Wir sind nicht dazu auserkoren, in einem kurzen Vorwort zu paraphrasieren oder auf den Punkt zu bringen, was in diesem Buch geschrieben steht. Das haben schon Bessere versucht, und viele haben dabei Beachtliches geleistet.

Wikipedia gilt heute als Paradebeispiel für die Verramschung des Wissens. Die akademische Welt schaut oft noch immer mit Verachtung darauf herab. Es gibt dort aber auch Juwelen, und Juwel der Wikipedia-Artikel über die Phänomenologie ist so einer. Wer eine Ahnung davon bekommen möchte, worum es in diesem Buch geht, der sei zuerst dort hin verwiesen.

Darüber hinaus gibt es eine riesige Bibliothek seriöser Sekundärliteratur, über die man sich seinen Weg zurück in dieses Buch bahnen kann, wenn man das so möchte. Aber das wird ein Weg durch eine trockene, um nicht zu sagen ausgedorrte Landschaft sein. Da blüht kein Blümchen am Wegesrand. Und am Ende des Weges warten doch wieder Hegels Schachtelsätze auf einen.

Fruchtbar wird das Ganze erst dann, wenn es gelingt, den Staub von den Büchern zu blasen und diesen Philosophen mit dem wahren Leben zu konfrontieren. Und mit der Gegenwart. Dann blüht er auf!

Genau genommen ist auch das Ringen mit diesem Buch das Thema desselben, nämlich ein Werden des Geistes. Gründlich, vollständig und “wissenschaftlich”. “Wissenschaftlich” ist hierbei gemeint in dem ehrfurchtheischenden und respektvollen Sinne, in dem dieser Begriff vor zweihundert Jahren geformt worden ist, als die Wissenschaftlichkeit als Grundlage eines neuen Wertesystems entwickelt wurde, das bis heute existiert.

Das Buch ist auf der Suche nach der absoluten Wahrheit. Was Wahrheit ist, dazu soll Hegel dann doch noch kurz zitiert werden:

Die Wahrheit ist die Bewegung ihrer an ihr selbst, […]

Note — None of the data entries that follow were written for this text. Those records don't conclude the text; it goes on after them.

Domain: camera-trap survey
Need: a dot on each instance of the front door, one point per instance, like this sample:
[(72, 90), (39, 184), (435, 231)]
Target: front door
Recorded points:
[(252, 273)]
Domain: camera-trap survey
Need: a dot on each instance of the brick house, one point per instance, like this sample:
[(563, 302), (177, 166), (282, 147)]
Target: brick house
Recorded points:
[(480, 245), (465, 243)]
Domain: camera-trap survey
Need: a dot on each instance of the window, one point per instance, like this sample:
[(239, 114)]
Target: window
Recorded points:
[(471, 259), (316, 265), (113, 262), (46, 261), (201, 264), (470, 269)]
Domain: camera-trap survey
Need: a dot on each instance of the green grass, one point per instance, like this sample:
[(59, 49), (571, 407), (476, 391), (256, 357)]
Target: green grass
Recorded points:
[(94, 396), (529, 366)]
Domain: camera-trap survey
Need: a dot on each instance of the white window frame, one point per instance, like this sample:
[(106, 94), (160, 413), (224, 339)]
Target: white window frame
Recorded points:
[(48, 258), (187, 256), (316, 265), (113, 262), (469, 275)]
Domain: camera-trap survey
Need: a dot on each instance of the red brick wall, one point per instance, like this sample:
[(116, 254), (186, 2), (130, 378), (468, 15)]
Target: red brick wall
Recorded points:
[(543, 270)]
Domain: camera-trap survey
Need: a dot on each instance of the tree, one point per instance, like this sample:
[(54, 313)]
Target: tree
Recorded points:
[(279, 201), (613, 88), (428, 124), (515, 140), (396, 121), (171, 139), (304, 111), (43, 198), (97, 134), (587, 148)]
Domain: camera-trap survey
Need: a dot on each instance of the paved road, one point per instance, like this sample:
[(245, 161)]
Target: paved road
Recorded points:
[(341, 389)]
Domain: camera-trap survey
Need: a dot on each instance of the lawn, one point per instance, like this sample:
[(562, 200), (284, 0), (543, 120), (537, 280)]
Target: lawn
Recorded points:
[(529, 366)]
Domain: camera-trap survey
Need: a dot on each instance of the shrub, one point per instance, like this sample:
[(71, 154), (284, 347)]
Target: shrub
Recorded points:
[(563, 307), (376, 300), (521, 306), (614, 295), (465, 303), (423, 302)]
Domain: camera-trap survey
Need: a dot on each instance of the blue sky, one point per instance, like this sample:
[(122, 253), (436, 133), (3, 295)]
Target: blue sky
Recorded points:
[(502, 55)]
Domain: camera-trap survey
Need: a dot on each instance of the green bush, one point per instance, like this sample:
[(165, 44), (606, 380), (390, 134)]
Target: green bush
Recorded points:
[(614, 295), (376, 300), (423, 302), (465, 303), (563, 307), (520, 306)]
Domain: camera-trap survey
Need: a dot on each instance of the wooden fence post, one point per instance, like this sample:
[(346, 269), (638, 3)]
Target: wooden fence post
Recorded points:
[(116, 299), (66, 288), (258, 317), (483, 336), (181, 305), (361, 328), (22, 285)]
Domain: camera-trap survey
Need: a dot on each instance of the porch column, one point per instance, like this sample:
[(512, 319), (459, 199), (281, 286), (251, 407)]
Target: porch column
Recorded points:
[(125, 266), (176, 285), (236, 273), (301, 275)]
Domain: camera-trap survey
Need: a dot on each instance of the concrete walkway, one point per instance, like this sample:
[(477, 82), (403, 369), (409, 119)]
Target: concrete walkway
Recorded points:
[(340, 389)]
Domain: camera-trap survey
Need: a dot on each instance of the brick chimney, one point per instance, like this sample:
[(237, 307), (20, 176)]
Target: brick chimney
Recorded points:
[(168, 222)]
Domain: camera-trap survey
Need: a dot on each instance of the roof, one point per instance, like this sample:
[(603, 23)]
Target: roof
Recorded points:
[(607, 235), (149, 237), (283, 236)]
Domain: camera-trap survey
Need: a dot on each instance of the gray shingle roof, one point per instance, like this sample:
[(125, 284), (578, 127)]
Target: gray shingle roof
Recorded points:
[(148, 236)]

Eines von vielen Zitaten aus dem Buch, die das Potential haben, einem den Atem zu rauben. Es klingt die Dialektik an, für die Hegel so berühmt ist. Aber die Dialektik ist weitaus mehr als ein Mühlespiel von These und Antithese, wie dasjenige, was den Weg in die Allgemeinbildung geschafft hat. Für Hegel ist Dialektik etwas sonderbar Fließendes. Sie ist ein Vorgang, eine Bewegung, eine Entwicklung und kein Denkmechanismus.

Wer jetzt neugierig geworden ist und sich nicht hat abschrecken lassen, dem rufe ich zu:

TOLLE LEGE

Ich für meinen Teil habe diesem Buch bisher nur eine Ahnung von dem abringen können, was vermutlich in ihm steckt. Die Ahnung aber genügte, um eine jahrzehntelange Faszination bei mir auszulösen, die bis heute nicht verglüht ist. Es ist wert, sich immer wieder von Neuem in Hegels sperriges Wortgestrüpp zu wagen.

Für Hegel gilt das, was wohl für alle große Denker gilt: Er hat etwas geschaffen, dessen Bedeutung er selbst noch nicht absehen konnte. Das Buch hat sich zwei Jahrhunderte lang über die ursprünglich Intention des Verfassers hinaus entwickelt. Es ist im wahrsten Sinne des Wortes fruchtbar geworden.

Damit lässt Hegel immer wieder neue Deutungen zu, und wir sollten uns auf die Suche nach der Bedeutung machen, die für unsere Zeit am Besten passt.